Looks like the big banks across Canada are looking to reduce interest rates on credit cards to provide relief to customers affected by COVID-19 pandemic.
Let’s just make something clear up front. If you are someone who has no other options than to use a credit card to pay for bills during the crisis, and you are receiving an interest rate reduction, definitely take any options to reduce your expenses in your favour.
In times where finances are a sensitive topic, we, at Pointshogger, feel that it is even more important now for us to ensure that we get the message across that the miles and points game is for people who are able to pay their balances off in full. It is a way of being “rewarded” (pun intended) for paying off your bills on time and in full each time. The rewards are not designed to help you cover your interest payments.
Pay off Balances in Full (for Miles and Points game)
But if you have been reading our posts at Pointshogger, you will know that we never recommend getting a credit card for the purposes earning rewards if you are unable to pay off your bills in full every month. Any rewards that you could have earned would have been nullified by any interest that you owe. Furthermore, credit card companies have disclaimers that they can refuse awarding you rewards (i.e. miles, points, cash back) if your account is not in good standing (not paying balance on time).

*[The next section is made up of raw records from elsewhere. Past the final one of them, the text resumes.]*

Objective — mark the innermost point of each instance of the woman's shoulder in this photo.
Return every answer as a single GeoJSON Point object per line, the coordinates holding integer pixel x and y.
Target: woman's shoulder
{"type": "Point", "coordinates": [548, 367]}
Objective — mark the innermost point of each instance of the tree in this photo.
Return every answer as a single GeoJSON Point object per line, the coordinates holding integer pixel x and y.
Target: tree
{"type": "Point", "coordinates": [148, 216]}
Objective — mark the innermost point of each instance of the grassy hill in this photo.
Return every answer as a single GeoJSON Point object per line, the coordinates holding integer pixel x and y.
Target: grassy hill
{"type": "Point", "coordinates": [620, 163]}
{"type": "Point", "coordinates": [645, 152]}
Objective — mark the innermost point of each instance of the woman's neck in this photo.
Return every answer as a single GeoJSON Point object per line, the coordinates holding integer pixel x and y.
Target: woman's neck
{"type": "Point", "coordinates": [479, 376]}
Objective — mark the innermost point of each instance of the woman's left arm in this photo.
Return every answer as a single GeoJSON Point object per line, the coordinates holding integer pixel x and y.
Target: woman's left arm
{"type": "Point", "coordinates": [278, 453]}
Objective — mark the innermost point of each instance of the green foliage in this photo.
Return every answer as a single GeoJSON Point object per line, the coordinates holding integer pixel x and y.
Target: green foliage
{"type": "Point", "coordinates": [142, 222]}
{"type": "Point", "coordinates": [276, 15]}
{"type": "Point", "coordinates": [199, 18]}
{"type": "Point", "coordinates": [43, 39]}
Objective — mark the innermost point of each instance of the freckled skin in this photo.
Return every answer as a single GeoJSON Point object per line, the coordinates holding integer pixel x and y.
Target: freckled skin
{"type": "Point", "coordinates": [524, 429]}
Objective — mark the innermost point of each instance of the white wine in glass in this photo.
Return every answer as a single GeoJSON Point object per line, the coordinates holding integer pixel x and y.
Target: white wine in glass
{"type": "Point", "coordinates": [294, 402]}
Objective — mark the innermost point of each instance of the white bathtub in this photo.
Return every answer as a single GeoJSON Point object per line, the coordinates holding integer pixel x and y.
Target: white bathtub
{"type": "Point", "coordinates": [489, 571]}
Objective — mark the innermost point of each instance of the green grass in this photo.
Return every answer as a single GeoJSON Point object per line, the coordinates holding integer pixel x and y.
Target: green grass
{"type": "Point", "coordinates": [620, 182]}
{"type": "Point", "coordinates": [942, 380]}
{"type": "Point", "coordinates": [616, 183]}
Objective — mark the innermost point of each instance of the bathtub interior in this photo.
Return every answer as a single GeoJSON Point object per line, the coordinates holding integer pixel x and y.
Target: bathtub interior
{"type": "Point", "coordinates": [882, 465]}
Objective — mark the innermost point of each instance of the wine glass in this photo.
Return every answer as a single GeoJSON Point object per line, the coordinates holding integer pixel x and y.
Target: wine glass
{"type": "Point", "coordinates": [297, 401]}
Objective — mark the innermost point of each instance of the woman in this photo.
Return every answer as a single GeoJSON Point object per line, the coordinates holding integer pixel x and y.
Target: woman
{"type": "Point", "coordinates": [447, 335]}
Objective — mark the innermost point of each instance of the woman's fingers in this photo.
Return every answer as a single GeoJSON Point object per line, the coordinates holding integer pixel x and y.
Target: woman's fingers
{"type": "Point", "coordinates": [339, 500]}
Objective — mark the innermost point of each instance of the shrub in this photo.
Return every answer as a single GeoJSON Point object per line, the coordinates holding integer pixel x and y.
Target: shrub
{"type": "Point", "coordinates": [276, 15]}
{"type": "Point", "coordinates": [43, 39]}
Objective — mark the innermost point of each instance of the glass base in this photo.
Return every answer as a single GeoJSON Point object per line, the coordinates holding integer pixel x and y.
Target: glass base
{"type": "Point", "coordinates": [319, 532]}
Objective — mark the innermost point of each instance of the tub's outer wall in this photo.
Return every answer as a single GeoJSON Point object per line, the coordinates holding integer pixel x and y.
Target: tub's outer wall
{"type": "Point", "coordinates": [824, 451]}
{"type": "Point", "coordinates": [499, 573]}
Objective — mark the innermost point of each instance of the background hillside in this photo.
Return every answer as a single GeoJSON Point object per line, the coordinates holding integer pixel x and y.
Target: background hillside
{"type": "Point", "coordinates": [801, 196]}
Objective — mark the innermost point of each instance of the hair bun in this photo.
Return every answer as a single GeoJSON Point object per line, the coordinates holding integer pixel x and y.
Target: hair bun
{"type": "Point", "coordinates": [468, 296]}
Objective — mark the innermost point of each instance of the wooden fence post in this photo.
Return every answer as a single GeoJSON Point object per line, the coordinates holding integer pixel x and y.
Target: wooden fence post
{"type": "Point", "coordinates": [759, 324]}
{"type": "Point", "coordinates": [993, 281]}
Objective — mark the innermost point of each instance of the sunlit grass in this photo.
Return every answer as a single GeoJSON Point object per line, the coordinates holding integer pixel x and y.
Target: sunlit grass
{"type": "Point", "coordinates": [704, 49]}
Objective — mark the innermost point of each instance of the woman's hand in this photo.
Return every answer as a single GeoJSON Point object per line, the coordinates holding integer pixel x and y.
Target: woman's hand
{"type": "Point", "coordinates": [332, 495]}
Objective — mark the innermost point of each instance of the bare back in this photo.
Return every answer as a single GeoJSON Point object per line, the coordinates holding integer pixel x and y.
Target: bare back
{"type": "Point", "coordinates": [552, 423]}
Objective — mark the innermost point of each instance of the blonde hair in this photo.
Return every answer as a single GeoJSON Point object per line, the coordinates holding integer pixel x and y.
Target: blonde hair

So what I mean by the title is that interest rate drops does not mean it will increase the value of your rewards. For example, a credit card company may drop from 18-20% down to 10%. Even if they cut the interest rate in half, the 10% interest nullified the 1-2% that you generally earn with your credit cards. Even if you earn 5% cash back, it is not enough to cover the interest rate.
If you are new to the miles and points game, I suggest starting here: Pointshogger 101.
Keep on Reading
That being said, we do not want to turn away readers either if you feel that our content can be relevant to you sometime in the future. I see our content like going to school. You may not apply every thing that you learn from school right away, but you can gain the knowledge now, ahead of time, so that when you are ready to go for it, you know what you need to do. That will save you time in the future to do research then.
To be fair, I was in the same boat at some point. When I first turned 18 years old, I was able to qualify for my first credit card. I was unable to get any of the lucrative credit cards that I have today, so I had to start somewhere (can be a topic for another day). But I gained the knowledge ahead of time while I was building up my credit history so that I was ready to move fast on offers that I eventually qualified for.